At a guess, he thought the idea of starved people being forced to dig their own graves before being covered in quicklime would be upsetting, and it's an analogy rather than a re-telling.

All events based off of any 300 spinoffs/sequels are going to be grounded in that movie/comic universe, and not at all grounded in real time. As it was never intended to be, even in Miller's 300 comic.
But the Universe is undefined. It's only defined as our universe, unless Miller says differently at the time. That makes the entire "300" universe a Mary Sue.

Also, I don't know if you actually know anything at all about writing Fiction,
You could look. There's quite a large amount of evidence to say that I've been writing fiction for decades.
Also, in response to your responses by ChupathingyX, do you take Odysseus as reality? Or do you believe the the aliens from Dr. Who are real?
They are a fictional reality based off of ours. Commonly known as stories. There is no such thing as the Odysseus Universe, and the Whoniverse has been defined strongly due to episodic content.
300 touches on neither of these. Neither does Holy Terror. It just borrows from ours when it feels like it.

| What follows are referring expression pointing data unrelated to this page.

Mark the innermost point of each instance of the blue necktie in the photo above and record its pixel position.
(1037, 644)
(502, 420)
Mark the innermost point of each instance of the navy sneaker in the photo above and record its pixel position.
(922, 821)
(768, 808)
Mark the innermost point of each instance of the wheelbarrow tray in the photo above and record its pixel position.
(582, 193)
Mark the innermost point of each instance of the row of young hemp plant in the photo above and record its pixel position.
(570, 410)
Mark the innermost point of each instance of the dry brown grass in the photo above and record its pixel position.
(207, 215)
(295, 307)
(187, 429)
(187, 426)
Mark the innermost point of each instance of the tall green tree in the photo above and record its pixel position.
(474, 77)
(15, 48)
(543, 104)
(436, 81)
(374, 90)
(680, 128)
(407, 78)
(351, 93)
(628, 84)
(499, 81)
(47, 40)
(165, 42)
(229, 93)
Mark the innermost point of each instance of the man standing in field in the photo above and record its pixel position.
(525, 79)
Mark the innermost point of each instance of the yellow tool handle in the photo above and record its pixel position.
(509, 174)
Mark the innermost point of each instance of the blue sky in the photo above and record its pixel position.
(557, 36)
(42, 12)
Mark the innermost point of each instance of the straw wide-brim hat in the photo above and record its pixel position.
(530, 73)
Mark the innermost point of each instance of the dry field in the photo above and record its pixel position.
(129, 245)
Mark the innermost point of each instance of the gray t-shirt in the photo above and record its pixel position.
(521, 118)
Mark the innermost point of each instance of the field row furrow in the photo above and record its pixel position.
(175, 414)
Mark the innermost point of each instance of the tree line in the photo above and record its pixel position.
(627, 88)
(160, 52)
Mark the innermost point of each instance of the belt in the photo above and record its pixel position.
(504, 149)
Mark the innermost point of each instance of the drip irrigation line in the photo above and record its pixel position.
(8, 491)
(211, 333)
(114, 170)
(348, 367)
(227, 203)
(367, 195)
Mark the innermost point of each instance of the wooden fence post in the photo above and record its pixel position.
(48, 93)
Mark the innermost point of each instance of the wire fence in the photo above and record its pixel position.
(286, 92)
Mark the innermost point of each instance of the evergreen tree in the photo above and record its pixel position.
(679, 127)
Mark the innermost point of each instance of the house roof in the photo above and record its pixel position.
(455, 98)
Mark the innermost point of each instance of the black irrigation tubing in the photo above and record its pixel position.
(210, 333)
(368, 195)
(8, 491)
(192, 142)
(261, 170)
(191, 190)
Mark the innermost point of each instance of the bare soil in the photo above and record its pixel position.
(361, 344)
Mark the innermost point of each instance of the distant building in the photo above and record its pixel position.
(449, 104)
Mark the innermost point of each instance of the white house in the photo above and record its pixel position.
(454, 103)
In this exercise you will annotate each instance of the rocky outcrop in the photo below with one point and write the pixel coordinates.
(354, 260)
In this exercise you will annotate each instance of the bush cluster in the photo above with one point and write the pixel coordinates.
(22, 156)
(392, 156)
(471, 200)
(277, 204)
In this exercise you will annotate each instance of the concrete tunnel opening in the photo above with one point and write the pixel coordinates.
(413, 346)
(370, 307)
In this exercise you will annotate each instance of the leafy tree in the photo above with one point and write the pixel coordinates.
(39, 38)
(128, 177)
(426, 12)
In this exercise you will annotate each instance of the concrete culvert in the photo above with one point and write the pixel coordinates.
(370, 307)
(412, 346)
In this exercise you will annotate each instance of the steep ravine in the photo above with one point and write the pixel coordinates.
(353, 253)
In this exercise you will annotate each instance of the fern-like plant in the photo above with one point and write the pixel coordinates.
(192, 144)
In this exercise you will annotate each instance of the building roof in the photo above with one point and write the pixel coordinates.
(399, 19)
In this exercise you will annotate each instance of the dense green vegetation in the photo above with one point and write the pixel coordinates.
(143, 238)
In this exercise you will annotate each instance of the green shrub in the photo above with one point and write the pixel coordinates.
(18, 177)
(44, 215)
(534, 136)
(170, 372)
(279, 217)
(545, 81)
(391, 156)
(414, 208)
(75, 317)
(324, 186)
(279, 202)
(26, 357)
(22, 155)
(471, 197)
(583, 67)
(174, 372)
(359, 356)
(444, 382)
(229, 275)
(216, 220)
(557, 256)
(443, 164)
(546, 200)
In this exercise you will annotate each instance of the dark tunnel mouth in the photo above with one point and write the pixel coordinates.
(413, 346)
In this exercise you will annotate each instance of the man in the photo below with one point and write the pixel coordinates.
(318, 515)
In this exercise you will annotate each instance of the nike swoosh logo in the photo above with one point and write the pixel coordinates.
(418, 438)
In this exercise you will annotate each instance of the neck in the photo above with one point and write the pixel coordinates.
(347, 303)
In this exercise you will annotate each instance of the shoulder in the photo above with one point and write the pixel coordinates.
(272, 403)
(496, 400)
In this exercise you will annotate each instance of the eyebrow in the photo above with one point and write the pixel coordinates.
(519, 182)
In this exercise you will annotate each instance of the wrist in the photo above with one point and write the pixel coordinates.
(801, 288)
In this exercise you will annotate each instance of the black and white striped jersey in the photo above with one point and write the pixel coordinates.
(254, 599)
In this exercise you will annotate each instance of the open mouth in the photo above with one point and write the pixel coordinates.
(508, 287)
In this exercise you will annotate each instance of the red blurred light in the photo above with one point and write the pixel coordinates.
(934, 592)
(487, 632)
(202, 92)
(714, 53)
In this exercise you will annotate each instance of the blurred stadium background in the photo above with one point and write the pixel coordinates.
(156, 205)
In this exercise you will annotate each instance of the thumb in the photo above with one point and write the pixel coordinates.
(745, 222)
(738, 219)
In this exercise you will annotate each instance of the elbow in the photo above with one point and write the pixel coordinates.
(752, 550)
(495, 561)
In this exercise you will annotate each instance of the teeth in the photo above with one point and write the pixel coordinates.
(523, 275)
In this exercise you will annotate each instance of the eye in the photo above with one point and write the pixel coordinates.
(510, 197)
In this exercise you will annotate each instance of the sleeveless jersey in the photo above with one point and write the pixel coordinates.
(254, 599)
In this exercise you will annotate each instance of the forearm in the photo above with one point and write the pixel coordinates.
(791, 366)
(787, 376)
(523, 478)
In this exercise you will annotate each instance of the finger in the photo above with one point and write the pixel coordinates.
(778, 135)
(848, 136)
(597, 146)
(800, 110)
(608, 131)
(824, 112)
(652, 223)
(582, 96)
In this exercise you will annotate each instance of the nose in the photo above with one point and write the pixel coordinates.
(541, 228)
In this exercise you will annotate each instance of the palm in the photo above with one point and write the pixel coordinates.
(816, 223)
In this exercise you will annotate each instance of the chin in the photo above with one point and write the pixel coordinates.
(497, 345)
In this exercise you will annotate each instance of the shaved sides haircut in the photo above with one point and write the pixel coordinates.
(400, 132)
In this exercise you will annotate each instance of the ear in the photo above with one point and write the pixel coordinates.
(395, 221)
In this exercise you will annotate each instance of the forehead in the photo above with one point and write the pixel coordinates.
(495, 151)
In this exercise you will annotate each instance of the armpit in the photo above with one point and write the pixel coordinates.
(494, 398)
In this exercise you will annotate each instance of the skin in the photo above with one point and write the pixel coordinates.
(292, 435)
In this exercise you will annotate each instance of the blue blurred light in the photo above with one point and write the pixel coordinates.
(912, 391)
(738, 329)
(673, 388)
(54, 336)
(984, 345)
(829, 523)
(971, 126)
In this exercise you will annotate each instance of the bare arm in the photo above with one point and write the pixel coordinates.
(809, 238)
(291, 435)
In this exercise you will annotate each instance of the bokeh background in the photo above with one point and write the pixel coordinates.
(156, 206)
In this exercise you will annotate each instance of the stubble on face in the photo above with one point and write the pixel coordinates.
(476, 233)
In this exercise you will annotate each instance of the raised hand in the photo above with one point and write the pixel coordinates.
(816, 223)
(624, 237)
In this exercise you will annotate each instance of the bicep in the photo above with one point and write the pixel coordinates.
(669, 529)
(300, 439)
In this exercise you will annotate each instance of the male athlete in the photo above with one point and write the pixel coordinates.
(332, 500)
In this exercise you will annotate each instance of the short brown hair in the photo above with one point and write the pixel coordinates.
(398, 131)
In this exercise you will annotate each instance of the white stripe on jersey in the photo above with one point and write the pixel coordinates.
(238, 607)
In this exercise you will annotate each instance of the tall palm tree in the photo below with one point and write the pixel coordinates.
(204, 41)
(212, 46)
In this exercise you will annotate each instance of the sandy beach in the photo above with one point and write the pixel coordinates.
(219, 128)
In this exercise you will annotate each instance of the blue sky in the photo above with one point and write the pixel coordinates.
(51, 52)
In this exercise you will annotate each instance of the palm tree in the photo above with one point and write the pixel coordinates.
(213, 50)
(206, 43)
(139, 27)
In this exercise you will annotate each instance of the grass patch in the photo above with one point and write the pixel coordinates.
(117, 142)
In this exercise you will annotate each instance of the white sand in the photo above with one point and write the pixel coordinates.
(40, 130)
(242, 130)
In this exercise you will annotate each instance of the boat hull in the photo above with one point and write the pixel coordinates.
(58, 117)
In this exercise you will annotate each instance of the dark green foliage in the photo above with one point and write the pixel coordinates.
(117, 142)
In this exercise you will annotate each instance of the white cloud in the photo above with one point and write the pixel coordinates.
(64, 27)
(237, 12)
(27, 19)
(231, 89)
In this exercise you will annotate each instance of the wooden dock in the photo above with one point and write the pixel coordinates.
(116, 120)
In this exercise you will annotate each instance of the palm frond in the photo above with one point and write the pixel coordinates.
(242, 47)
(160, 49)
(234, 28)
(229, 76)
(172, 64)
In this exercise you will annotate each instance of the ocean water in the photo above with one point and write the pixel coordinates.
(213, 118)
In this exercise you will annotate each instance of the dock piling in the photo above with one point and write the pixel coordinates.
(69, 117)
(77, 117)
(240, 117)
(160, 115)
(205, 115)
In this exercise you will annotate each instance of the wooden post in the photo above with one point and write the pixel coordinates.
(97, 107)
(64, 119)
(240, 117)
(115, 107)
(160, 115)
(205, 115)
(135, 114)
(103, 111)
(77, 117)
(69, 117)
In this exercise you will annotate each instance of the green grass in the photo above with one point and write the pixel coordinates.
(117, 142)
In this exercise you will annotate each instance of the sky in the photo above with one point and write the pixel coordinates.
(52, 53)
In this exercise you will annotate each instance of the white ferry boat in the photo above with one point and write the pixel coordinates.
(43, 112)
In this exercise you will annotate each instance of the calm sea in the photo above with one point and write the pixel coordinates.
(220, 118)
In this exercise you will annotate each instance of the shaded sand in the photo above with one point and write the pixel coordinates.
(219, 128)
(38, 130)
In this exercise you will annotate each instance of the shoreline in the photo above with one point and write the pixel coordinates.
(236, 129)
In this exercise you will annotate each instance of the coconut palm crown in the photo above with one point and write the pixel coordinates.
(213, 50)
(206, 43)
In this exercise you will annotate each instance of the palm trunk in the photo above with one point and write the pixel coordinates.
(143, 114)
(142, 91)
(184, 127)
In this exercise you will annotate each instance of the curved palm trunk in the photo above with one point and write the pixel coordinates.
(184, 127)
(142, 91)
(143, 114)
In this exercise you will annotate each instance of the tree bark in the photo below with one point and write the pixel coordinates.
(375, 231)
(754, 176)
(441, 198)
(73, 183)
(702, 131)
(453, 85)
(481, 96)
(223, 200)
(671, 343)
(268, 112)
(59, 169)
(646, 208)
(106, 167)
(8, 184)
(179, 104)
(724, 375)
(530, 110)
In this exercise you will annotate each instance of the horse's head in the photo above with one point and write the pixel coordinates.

In reality, people would love to fly to the rescue of a bunch of miners in South America using their super powers to save them.
You're not going to fly down a mine with ease.

But they can't, so they are offered fantasies where there are beings that can, and they read them because they like to read about a world like that.
Do you actually like fiction? Because you put it across as it's just a crutch for the weak.
None of that defies what is meant by the concept of a fiction "universe".
It does when the definition of the universe is "Whatever seems cool". That's the Universe of Lucas and Bay.

Let's take a relevant example: Clash of the Titans (1981) vs (2010)

Both based in our reality. Both around similar times to 300. Both with fantastical elements in. Both with Kraken, Zeus and Medusa; fictional characters.

Why is '81 much more respected than '10?

Simple. 2010 took the idea of what is "cool" and made the Greeks into Atheists, denying the God's existence.

It took our universe (which can contain fantastical/fictional things - look at Santa Claus and Man-flu) and altered a very fundamental rule, without seeing things through.

'81 CotT knows that the entire story hinges on Heroes versus Gods, in fact Zeus's final message states that.
'10 CotT makes them all disbelieve from the start, thus shattering the battle.

That's because the 2010 version used it's own "Universe". It's not a catchword for franchise or IP. It is the way things relate to each other.

300 doesn't have a Universe of it's own. It just has ours with cool bits dotted in.

As does Miller's Batman, Holy Terror or Sin City. That's why he's a hack. Because the only canon that exists that he can draw on is ours. Unless it's a woman, then she's a whore.